Series 連載
1000軒以上のカレーを食べ歩き、その多様性と歴史、店ごとの個性に魅了され続けてきた。
カレー屋の夢を実現する為、アルバイトの掛け持ちを始めたが挫折。挫折から学んだ経験と、環境への関心も持ち持続可能な未来のための取り組みをカレー業界でも促進したい。独自のスパイスカレーと瀬戸内の食材を焦点を当て連載していく。
安藤 真理子(アートディレクター)
高知の実家から送られてきた文旦を持って、マホさんが会社にやってきた。
マホさんの爽やかな笑顔はまるで心が踊っているようだった。
この黄金色の果実には、きっと幼い頃からの思い出が詰まっているのだろう。
私はその文旦を使ってちょっとした冒険をすることにした。
文旦の爽やかな酸味と苦味を活かして、カレーを作ることにしたのだ。
普通のカレーとは一味違う、文旦入りスパイスカレー。
自分でもどんなカレーができるか楽しみだった。
まずは文旦の皮を剥き、果実を南インド風ムングダルのサラダに入れた。
そして酸味を加えるため果汁を搾りチキンカレーの隠し味に入れた。
サバカレーの仕上げには、文旦の香りを楽しむため皮を刻んで入れた。
どちらのカレーにも文旦はとても相性が良くこの時期にはピッタリだった。
2種類のスパイスカレーが完成し、
ついに「木曜日はせとうちカレー」がオープンした。
ラッシー作りとホール担当を買ってでたモエリさんが、
ラッシーに文旦を入れる提案をくれ、自宅で文旦シロップを作り持ってきてくれた。
「暑い日が多くなってきたし、ソルベにしたい」
カレーの後にひんやりとしたソルベを一口。
口の中で広がる爽やかさに、思わず笑みがこぼれた。
飲み過ぎで二日酔いだった上司は
「この食べられない固いスパイスが嫌なんだよ。
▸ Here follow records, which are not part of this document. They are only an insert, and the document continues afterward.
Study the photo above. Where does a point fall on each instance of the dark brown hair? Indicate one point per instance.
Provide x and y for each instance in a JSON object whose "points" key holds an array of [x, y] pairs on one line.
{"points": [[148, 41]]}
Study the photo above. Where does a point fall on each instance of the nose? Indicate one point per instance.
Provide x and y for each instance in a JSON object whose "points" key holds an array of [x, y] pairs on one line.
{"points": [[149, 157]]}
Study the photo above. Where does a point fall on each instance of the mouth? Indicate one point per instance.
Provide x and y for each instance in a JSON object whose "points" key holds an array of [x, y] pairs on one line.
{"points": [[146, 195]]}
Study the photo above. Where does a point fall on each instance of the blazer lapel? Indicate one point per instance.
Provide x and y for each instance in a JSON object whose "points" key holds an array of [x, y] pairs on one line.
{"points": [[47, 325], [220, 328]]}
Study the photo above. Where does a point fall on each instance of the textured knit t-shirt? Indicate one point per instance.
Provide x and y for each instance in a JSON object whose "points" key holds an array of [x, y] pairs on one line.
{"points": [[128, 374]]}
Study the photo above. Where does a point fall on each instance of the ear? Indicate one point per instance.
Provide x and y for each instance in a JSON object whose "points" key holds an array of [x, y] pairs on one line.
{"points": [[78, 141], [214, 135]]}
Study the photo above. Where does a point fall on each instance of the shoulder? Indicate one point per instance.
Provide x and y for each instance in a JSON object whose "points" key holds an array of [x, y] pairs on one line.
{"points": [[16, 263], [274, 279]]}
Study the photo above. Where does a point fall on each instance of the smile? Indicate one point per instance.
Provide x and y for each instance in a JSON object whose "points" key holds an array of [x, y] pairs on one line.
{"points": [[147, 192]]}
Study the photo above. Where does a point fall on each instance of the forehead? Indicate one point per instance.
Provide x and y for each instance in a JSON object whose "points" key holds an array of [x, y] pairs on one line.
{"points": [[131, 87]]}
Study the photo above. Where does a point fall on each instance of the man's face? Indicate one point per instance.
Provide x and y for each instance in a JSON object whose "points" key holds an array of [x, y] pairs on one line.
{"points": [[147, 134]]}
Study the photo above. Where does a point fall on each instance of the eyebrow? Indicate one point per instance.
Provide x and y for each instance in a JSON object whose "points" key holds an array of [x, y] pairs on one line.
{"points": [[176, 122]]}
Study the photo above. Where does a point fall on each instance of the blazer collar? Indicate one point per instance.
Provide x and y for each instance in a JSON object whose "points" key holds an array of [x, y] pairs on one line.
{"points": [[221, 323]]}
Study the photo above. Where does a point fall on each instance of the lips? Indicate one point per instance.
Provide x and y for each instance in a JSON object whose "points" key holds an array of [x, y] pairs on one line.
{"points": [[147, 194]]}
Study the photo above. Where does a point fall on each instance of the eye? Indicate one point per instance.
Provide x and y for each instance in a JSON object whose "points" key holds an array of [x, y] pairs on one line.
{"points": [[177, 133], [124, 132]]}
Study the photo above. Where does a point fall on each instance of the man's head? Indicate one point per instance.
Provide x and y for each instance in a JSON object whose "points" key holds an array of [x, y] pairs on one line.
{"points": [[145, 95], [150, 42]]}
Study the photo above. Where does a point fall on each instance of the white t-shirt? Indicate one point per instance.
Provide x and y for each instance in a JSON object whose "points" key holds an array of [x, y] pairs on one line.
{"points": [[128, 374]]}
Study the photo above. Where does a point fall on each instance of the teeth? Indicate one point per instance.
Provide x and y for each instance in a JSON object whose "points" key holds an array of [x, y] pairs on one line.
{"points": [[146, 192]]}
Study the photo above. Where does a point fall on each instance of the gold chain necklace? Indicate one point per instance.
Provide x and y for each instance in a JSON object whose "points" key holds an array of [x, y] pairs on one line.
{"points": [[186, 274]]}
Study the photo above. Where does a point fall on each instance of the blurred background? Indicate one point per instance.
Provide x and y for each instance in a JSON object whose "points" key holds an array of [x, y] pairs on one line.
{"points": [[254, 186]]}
」
とぶつぶつ文句を言いながら食べていた。
上司の文句を掻き消すように
「えっ!美味しい〜!」「カレーに文旦って合うんだ〜」
という東京営業所のみんなの声があちこちから聞こえ、私も思わず笑顔に。
文旦が持つ魔法の力で、オフィスは笑顔と活気に溢れた。
次はどんな冒険が待っているのか、楽しみでならない。
ある梅雨入り前の晴れた午後、香川本社から大きな段ボールが届いた。
開けてみると、色鮮やかな野菜たちがぎっしりと詰まっていた。
その中でもひときわ目を引いたのが、立派なかぼちゃだった。
このかぼちゃでカレーを作りたい!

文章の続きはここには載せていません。